I am looking for specific rocks. Seeking small slate rocks AND ones that look like these: http://i1.ytimg.com/vi/Khog4yEz_AU/maxresdefault.jpg that can fit a 5 gallon, or 10gallon. Does anyone know any pet stores with these types of rocks for cheap let me know. Just need a bunch of small ones to place in front of driftwoods.

Also seeking a load of tiny twig like driftwoods, kind of like the ones you pick off a tree in front of your house but safe for aquarium and already been boiled and sink.
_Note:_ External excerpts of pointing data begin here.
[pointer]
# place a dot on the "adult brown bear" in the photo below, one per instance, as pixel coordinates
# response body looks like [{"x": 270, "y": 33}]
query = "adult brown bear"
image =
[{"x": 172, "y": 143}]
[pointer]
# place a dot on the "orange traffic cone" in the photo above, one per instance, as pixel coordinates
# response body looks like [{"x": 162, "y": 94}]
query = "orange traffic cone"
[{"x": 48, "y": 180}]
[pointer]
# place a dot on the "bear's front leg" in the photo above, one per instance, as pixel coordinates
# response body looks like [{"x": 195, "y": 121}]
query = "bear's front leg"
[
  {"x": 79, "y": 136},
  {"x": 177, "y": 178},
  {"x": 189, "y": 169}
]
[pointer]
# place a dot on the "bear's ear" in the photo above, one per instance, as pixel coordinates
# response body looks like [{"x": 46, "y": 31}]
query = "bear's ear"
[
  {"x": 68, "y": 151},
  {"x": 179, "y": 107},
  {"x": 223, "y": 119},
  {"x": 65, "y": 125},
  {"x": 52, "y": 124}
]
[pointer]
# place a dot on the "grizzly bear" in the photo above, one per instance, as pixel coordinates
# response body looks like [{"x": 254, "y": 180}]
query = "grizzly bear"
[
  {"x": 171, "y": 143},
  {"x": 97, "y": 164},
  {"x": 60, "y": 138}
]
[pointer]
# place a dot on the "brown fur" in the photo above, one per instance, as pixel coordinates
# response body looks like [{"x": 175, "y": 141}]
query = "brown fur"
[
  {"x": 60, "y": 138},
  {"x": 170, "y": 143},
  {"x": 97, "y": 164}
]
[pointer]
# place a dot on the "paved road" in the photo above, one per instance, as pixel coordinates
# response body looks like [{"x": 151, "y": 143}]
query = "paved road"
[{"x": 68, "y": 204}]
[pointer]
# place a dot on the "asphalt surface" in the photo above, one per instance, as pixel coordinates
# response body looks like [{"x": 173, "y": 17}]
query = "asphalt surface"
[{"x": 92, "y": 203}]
Stores always have huge twig driftwoods or small thick blob driftwoods


----------



## Adz1 (Apr 21, 2010)

land scape supply store for the rock...
and a walk down most river beds or lakes for the twigs


----------



## Dawna (Jul 29, 2013)

Adz1 said:


> land scape supply store for the rock...
> and a walk down most river beds or lakes for the twigs


Do you know any landscape supply stores in vancouver?


----------



## indefine (Aug 10, 2013)

those rocks look like they are basalt. you can find them at:

http://www.landscapesupply.com/catalog/

and/or

http://www.landscapecentre.com/

however, they may not have sizes as small as you are looking for. the smallest ones i've found at northern landscape supply is about 6"x6" and are typically a bit more flat faced (without the nice jaggy features). the next size up are the half man boulders which are upwards of about 12". you might dig around in their rock pits tho and find broken off chunks that might be small enough. the yard in coquitlam has only half man boulders in baskets, so you probably wont find a lot of small pieces there. best bet is northern landscape supply.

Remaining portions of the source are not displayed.